Uber Eats and GrubHub are caught in a dilemma

Uber-Eats-and-GrubHub-are-caught-in-a-dilemma

People need to eat, like literally every day, but the wife’s meatloaf gets tired after two months of shelter in place orders. You might think that would mean food delivery services would be thriving in this time of pandemic, but reports are indicating that the sectors business model is proving to be badly unsustainable right when it should be thriving.

Uber, which operated Uber Eats, has recently cut 3,000 jobs, and CEO Dara Khosrowshahi admitted that the vertical is both growing and losing money. That division of the company is losing $3.36 on every order, and at best, may not become profitable for the next five years.

At the same time, Uber is looking to merge with its competitor GrubHub. While arguing that the merger wouldn’t create a monopoly, the CEO argued it was necessary to the future of the industry. “The thing is, no one’s really making money in this business,” Khosrowshahi has said. “So the business itself has to be sustainable, and it has to be sustainable in a way that works for restaurants, works for couriers, and works for people who are ordering the food and it works for business, as well. So things are going to change. And we’ll definitely listen to the opinions of regulators.”

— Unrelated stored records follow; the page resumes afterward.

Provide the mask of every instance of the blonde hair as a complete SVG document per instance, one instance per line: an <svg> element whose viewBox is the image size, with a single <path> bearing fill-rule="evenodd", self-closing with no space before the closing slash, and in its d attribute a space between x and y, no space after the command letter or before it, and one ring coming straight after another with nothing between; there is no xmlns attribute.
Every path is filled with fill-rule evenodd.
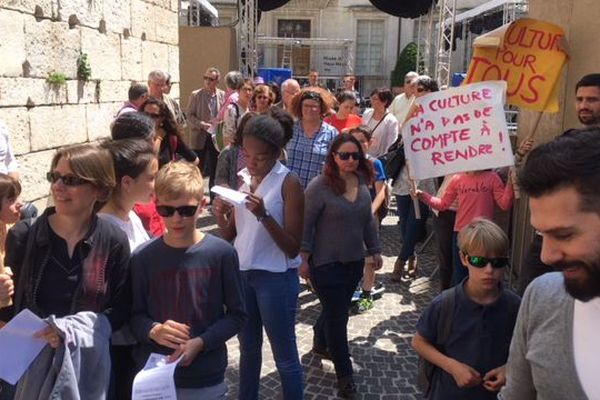
<svg viewBox="0 0 600 400"><path fill-rule="evenodd" d="M98 144L85 143L58 149L52 158L52 170L60 159L68 161L76 176L100 189L103 195L100 202L106 201L117 186L112 156Z"/></svg>
<svg viewBox="0 0 600 400"><path fill-rule="evenodd" d="M508 237L498 225L485 218L475 218L458 234L458 248L469 255L508 255ZM472 252L485 254L471 254Z"/></svg>
<svg viewBox="0 0 600 400"><path fill-rule="evenodd" d="M202 200L204 182L198 167L185 161L172 161L165 164L154 183L156 197L162 200L175 200L194 197Z"/></svg>

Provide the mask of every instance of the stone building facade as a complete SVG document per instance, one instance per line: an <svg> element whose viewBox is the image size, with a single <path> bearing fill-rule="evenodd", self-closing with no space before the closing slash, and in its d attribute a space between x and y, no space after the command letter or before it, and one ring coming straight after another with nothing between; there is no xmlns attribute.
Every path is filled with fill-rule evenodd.
<svg viewBox="0 0 600 400"><path fill-rule="evenodd" d="M24 199L45 207L55 149L108 136L132 82L161 68L179 97L178 6L178 0L0 2L0 119L19 160ZM87 81L78 79L81 54L91 67ZM60 83L50 84L50 76Z"/></svg>

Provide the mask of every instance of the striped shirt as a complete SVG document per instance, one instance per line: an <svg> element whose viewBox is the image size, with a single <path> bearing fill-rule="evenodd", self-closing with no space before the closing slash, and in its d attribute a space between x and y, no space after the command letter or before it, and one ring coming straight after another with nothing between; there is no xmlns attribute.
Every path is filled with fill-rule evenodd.
<svg viewBox="0 0 600 400"><path fill-rule="evenodd" d="M294 123L294 136L287 145L287 166L298 175L305 188L323 170L329 146L337 134L337 129L322 122L319 132L311 139L304 133L301 121Z"/></svg>

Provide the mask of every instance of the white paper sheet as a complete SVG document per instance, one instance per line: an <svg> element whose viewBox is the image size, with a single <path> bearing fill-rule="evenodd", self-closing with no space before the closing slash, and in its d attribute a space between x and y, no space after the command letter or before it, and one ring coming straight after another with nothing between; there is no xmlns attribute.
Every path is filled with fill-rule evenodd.
<svg viewBox="0 0 600 400"><path fill-rule="evenodd" d="M167 364L169 356L152 353L133 380L132 400L177 400L175 368L183 355Z"/></svg>
<svg viewBox="0 0 600 400"><path fill-rule="evenodd" d="M210 189L212 192L218 194L228 203L234 206L243 206L246 204L246 193L238 192L237 190L226 188L225 186L215 185Z"/></svg>
<svg viewBox="0 0 600 400"><path fill-rule="evenodd" d="M0 329L0 378L16 384L47 342L34 339L34 333L48 324L25 309Z"/></svg>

GrubHub, in a letter to their shareholders, admitted though that the economies of scale don’t really help a food delivery business, as the costs simply add up to too much:

“Bottom line is that you need to pay someone enough money to drive to the restaurant, pick up food and drive it to a diner. That takes time and drivers need to be appropriately paid for their time or they will find another opportunity. At some point, delivery drones and robots may reduce the cost of fulfillment, but it will be a long time before the capital costs and ongoing operating expenses are less than the cost of paying someone for 30-45 minutes of their time.”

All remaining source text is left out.